Today on the site, Rob Kirby reviews the latest four minicomics from Kuš!, created by Evangelos Androutsopoulos, GG, Patrick Kyle, and Andrés Magán.
The Latvian comics publisher Kuš!, helmed by David Schilter and Sanita Muižniece, celebrated its tenth anniversary this year. From its inception, Kuš! has been dedicated to promoting art comics from international creators with subject matter ranging from light to dark, whimsical to inscrutable, and everything in between. I’ve thought of each new quartet of Kuš! minis as a sort of quasi-anthology and this latest batch genuinely coheres as such: while the comics within wildly vary both tonally and stylistically, all of them traffic in unreliable narration or highlight the subjective nature of reality.

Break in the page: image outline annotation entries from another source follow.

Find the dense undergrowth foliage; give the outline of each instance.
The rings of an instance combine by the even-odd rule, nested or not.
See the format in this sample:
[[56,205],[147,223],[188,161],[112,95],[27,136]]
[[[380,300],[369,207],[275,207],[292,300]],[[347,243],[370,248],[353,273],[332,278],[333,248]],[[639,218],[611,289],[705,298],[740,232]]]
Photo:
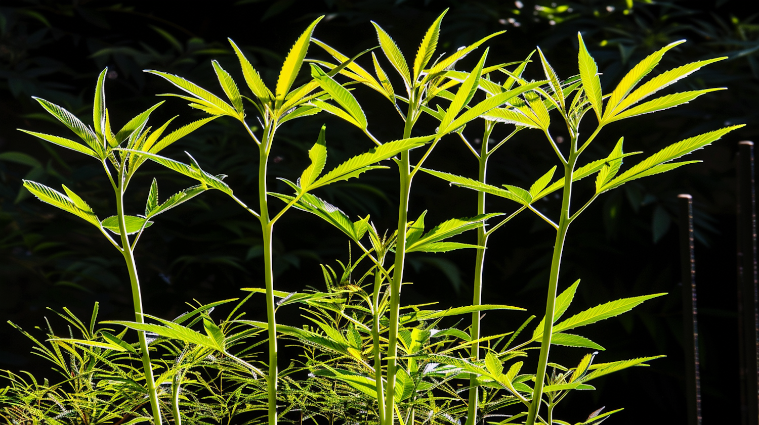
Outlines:
[[[271,80],[276,83],[265,82],[231,40],[239,68],[228,71],[228,67],[212,62],[219,89],[201,87],[173,73],[147,70],[181,92],[164,95],[178,97],[206,114],[183,125],[175,123],[176,117],[162,124],[149,122],[162,107],[163,102],[159,102],[120,129],[114,127],[111,114],[117,113],[109,109],[106,101],[107,68],[96,86],[92,126],[54,103],[36,98],[78,140],[24,131],[57,145],[55,148],[76,151],[98,163],[113,190],[115,214],[101,219],[101,208],[93,208],[86,197],[66,186],[61,192],[30,178],[24,186],[39,199],[95,227],[118,252],[128,270],[134,319],[99,321],[102,317],[96,304],[89,322],[68,310],[60,314],[69,323],[65,336],[49,324],[46,341],[25,333],[63,379],[40,380],[31,374],[7,372],[10,384],[0,393],[0,402],[7,405],[2,411],[6,420],[51,423],[595,424],[619,411],[602,412],[589,405],[587,419],[567,422],[560,419],[562,410],[556,408],[573,392],[594,389],[587,383],[594,379],[647,365],[660,356],[594,361],[603,347],[573,333],[574,330],[616,317],[663,294],[625,294],[633,296],[595,307],[575,306],[579,311],[570,316],[567,311],[580,280],[559,290],[564,282],[559,271],[565,241],[571,224],[604,192],[698,162],[673,161],[742,127],[711,129],[675,143],[670,141],[660,150],[641,155],[644,159],[635,156],[643,152],[625,152],[625,138],[615,128],[618,121],[644,120],[647,117],[639,116],[719,90],[707,87],[659,92],[725,58],[681,64],[652,74],[665,54],[683,42],[671,42],[643,58],[616,85],[605,82],[609,89],[604,89],[597,62],[580,33],[575,69],[560,77],[550,63],[550,55],[540,48],[525,58],[493,61],[486,46],[491,39],[503,36],[500,33],[442,52],[438,41],[445,15],[440,14],[424,33],[415,54],[405,55],[390,34],[373,22],[379,46],[357,54],[341,53],[315,38],[323,17],[318,17],[285,56],[276,80]],[[329,59],[310,58],[317,48]],[[468,55],[479,60],[473,67],[461,66],[459,61]],[[354,95],[367,88],[376,92],[399,118],[373,120],[371,112],[380,100],[359,102]],[[354,127],[354,139],[364,144],[358,149],[362,153],[329,161],[330,137],[323,126],[318,135],[312,136],[316,142],[307,153],[301,153],[308,158],[304,169],[295,176],[277,175],[274,146],[292,143],[280,136],[280,127],[295,126],[290,121],[317,114],[332,114]],[[250,139],[255,148],[249,153],[257,165],[256,172],[236,179],[231,174],[229,179],[216,174],[226,170],[201,166],[204,158],[194,156],[194,145],[189,145],[185,162],[164,156],[163,149],[220,120],[230,123],[226,131],[239,131]],[[395,139],[373,133],[381,128],[385,133],[394,126],[401,135]],[[506,135],[491,143],[491,136],[503,128]],[[543,165],[546,171],[524,187],[490,183],[489,159],[518,133],[533,133],[534,148],[545,148],[555,158]],[[589,149],[602,136],[617,141],[609,148]],[[481,141],[479,146],[474,142],[475,137]],[[479,170],[476,178],[426,166],[439,145],[452,142],[463,142],[474,156]],[[163,167],[138,172],[151,162]],[[351,187],[344,182],[388,173],[383,169],[393,164],[399,184],[397,201],[392,202],[397,207],[397,226],[378,229],[369,214],[351,217],[339,205],[325,200],[323,193],[330,193],[328,189],[350,193]],[[175,174],[194,180],[194,186],[162,202],[158,179],[153,175],[163,178]],[[448,217],[429,226],[425,223],[427,211],[409,216],[414,192],[418,190],[412,183],[422,175],[476,191],[477,202],[472,203],[469,217]],[[283,184],[275,185],[273,177]],[[235,187],[234,183],[246,178],[255,182],[254,190]],[[133,183],[133,189],[143,185],[136,192],[146,198],[140,203],[145,205],[144,214],[141,205],[137,210],[140,214],[128,214],[135,211],[136,204],[124,201],[134,199],[125,198]],[[140,284],[135,261],[140,249],[137,242],[143,233],[152,230],[150,227],[160,225],[159,220],[154,224],[156,216],[196,196],[205,196],[206,191],[220,192],[250,216],[254,224],[238,226],[246,230],[255,227],[260,232],[258,251],[249,252],[249,255],[263,261],[263,287],[242,288],[251,293],[241,301],[192,305],[191,311],[173,320],[151,315],[143,308],[142,294],[146,289]],[[560,199],[560,205],[552,205],[555,209],[536,205],[549,195]],[[487,211],[487,198],[492,197],[507,200],[509,209]],[[445,211],[446,206],[440,207]],[[323,286],[304,284],[297,291],[285,291],[278,285],[275,234],[279,227],[276,224],[285,214],[304,211],[342,232],[350,242],[351,255],[336,270],[322,265]],[[213,217],[221,211],[209,214]],[[509,329],[483,335],[483,311],[523,310],[482,300],[489,239],[506,232],[511,220],[523,214],[534,214],[554,232],[547,282],[541,285],[543,293],[547,292],[545,310],[531,311],[534,315],[524,323],[513,321]],[[467,232],[477,233],[475,243],[460,242],[458,235]],[[550,242],[546,245],[552,246]],[[433,293],[422,304],[405,302],[402,289],[410,284],[405,272],[416,253],[439,256],[457,250],[477,253],[471,265],[474,276],[471,302],[435,308],[431,307],[436,301]],[[229,312],[225,316],[214,314],[217,308]],[[300,309],[305,324],[278,319],[281,309],[295,308]],[[265,320],[247,317],[264,311]],[[542,317],[537,324],[533,321],[536,317]],[[289,361],[279,355],[283,345],[297,353]],[[556,345],[575,349],[557,358],[550,355]]]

All four of these minis underscore what makes this publisher such a unique, exciting, and valuable branch of the indie comics scene.
—Interviews & Profiles. Tom Spurgeon talked to the new co-curator of CAB, Matthew James-Wilson.
I’ve been reading comics for most of my whole life, so I think they’ve always been a big part of my art education. I think in comparison to a lot of other mediums, comics are really equalizing in that you don’t need a lot of resources to make them, consume them, or share them, and there’s a really low barrier of entry to become a part of the community around them. It’s really important to me that art is available to people no matter what background or situation they’re coming from to it, and comics fulfill that really well.
I also think, since there’s so little money for the artists and publishers in the industry, there’s a level of purity with people’s intentions to make comics that’s missing from a lot of other art forms. I don’t think there are a lot of people who are in it for disingenuous reasons. With comics, if you didn’t truly care about doing making them, you probably would have given up by now.
Entertainment Weekly talks to Mark Millar about his first comic book officially published by Netflix, and maybe puts that last quote from James-Wilson in a different light.
Millarworld was always, first and foremost, a comic book company, but since we sold to Netflix it’s obviously become something that crosses all media. If something was turned into a movie, that was a lovely novelty in the past, whereas now when I’m creating stories as a member of staff, I need to keep my eye on the whole picture. We’re thinking of these as movies and TV shows, and the ones we feel would be great for comics will also appear as comic books. I’ve been writing comics since I was 19, so this is amazing for me because it’s what I love doing. I want to do as many comics as I possibly can but keep it all at this kind of level. The Olivier Coipels and so on. It’s actually a pretty perfect arrangement.
The most recent guest on Virtual Memories is Martin Rowson, the most recent guest on Comics Alternative is Joseph Remnant, and I missed that a recent guest on Gilbert Gottfried’s podcast was Drew Friedman.
—Misc. Time tries to figure out how much money you can make in comics.
[The letterer] is the person who uses a variety of fonts and sometimes even hand-drawn calligraphy to create everything in the word balloons and illustrating the sound effects. Typically this job runs between $10 and $25 per page, according to the FairPageRates survey. “I was lettering for a long time, that’s how I paid my bills,” Ed Brisson, writer for Iron Fist and an Old Man Logan, told New York Comic Con attendees last month.